My own son, Ben, 29, has just moved from seven years in a group home (24 hour staffing) to his own apartment. There is some support - a caseworker, medication supervision - but also a new lack of structure. No required group meetings. No chores scheduled. No one - except the roaches - to know if he washed the dishes or not.
Am I excited for him? Of course. Am I concerned? You bet I am. Is there much I can do? Only some things. He could crash, he could cheek his meds, he could oversleep and miss an appointment, he could become lonely and isolated. But if I call to see how he is, he sees right through me. "Mom, I'm fine. I'll get to work on time. Of course I' m taking my meds. I'm fine in the apartment all alone on my day off. Yes, I"ll unpack soon."
So I let him live. Alone. And I watch from the wings, ready to alert his caseworkers if I see any warning signs. Three days ago I saw the unmistakable (to me) signs that Ben had missed a day of meds - so I sounded the alarm to all new staff members who donot know his tricks yet. And now he's okay again - so far.
Now I only see him on family occasions, or on rainy days when he can't take his bike to work. Could he wind up in the hospital again if I am not there to witness symptoms? Yes, of course. And I hate that. But we have only so much control.

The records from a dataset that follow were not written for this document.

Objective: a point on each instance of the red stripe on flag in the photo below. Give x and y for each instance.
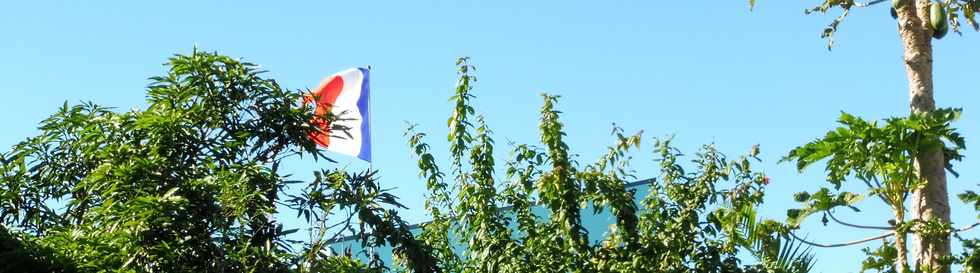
(328, 94)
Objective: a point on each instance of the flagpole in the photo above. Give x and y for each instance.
(370, 124)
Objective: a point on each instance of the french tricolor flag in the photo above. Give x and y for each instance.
(346, 95)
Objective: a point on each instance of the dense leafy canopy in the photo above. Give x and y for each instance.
(190, 184)
(882, 158)
(690, 221)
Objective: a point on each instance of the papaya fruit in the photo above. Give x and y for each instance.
(898, 3)
(937, 16)
(941, 32)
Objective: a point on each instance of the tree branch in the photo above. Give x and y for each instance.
(882, 236)
(865, 240)
(868, 4)
(856, 226)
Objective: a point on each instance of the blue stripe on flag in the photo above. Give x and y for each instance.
(363, 106)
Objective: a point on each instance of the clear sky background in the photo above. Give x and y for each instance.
(707, 71)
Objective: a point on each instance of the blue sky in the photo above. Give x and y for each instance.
(706, 71)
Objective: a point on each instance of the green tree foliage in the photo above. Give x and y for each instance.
(882, 157)
(190, 184)
(695, 220)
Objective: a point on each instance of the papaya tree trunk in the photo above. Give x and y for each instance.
(932, 200)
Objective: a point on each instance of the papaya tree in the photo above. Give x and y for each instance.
(883, 158)
(191, 183)
(529, 219)
(919, 22)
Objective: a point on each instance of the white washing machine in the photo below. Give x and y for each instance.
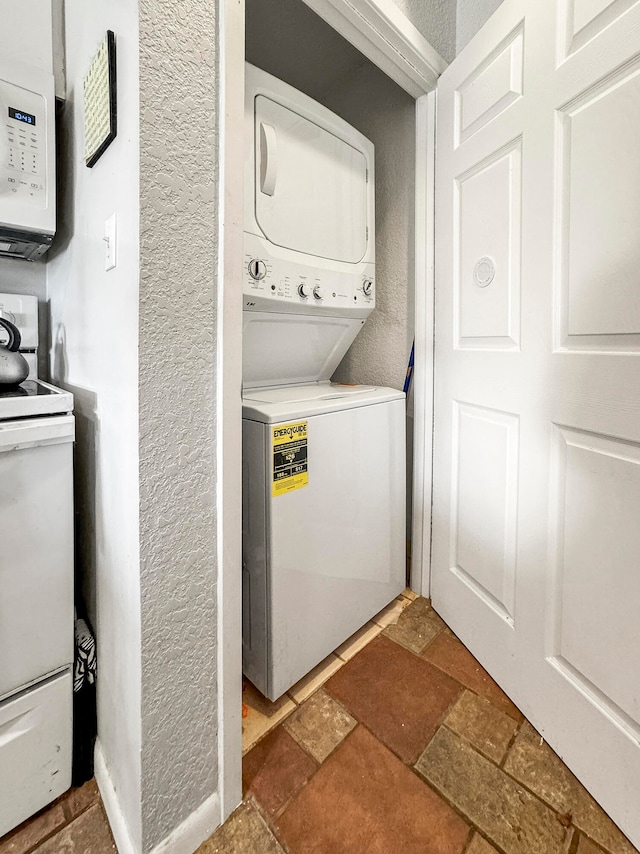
(323, 464)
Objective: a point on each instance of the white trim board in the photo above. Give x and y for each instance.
(111, 801)
(229, 409)
(423, 367)
(381, 31)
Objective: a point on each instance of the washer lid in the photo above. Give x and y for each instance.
(283, 349)
(274, 405)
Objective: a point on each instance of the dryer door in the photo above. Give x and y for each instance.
(310, 186)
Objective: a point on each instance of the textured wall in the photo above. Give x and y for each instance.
(380, 353)
(94, 352)
(470, 16)
(436, 20)
(178, 178)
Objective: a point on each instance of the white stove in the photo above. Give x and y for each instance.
(33, 397)
(36, 580)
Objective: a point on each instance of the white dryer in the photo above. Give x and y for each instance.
(323, 464)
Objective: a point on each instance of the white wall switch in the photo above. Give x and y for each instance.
(110, 242)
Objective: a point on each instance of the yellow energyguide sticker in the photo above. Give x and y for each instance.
(289, 457)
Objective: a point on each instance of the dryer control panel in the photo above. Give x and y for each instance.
(272, 283)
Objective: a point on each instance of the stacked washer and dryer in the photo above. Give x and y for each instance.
(323, 463)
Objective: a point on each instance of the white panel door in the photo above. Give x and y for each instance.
(536, 531)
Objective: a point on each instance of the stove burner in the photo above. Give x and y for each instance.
(29, 388)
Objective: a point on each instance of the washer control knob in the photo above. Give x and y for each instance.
(257, 269)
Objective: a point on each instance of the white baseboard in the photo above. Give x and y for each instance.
(184, 839)
(119, 826)
(188, 836)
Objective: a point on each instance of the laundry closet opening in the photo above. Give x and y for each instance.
(338, 543)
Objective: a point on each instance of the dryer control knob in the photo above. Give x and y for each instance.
(257, 269)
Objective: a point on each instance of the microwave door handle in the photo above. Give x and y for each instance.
(268, 159)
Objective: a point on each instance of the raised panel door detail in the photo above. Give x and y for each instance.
(584, 20)
(492, 87)
(596, 542)
(484, 504)
(487, 253)
(598, 241)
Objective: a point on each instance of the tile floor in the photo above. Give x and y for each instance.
(398, 743)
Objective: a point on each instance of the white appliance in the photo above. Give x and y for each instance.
(27, 161)
(36, 580)
(323, 464)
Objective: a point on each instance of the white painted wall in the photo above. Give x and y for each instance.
(436, 20)
(470, 16)
(94, 323)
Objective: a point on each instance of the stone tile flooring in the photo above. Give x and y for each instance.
(399, 743)
(407, 746)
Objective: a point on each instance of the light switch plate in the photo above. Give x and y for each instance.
(110, 242)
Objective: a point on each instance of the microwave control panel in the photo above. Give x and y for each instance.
(23, 134)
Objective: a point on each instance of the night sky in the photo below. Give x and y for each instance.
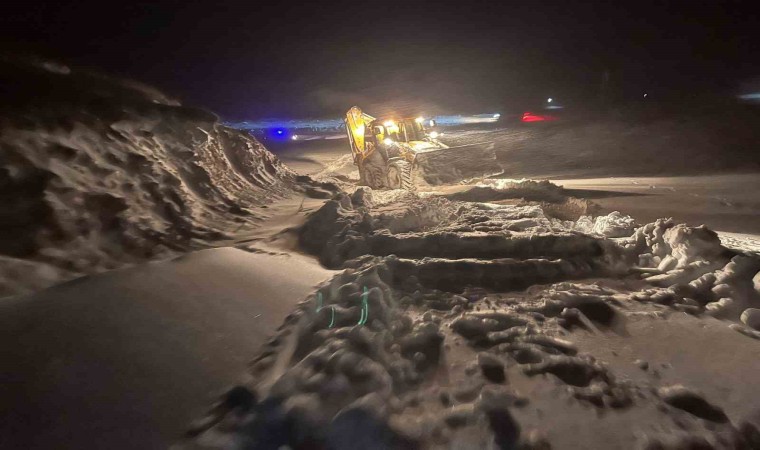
(248, 60)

My Adult Son with Schizophrenia: We Hope for the Best
As always, we do what we can and then hope for the best. Keep an eye out for trouble, and our hearts in a place of faith in Ben and his ability to make the adjustments to this new life. Scary? Oh yes. We do the best we can for our loved ones -secretly or openly - and then sometimes all that's left is to take care of ourselves and the rest of our family.
My mantra at these times? "Whatever happens, we will handle it somehow."
I don't always know how, but I know that we've managed before, and will again. And I ask for help when I need it.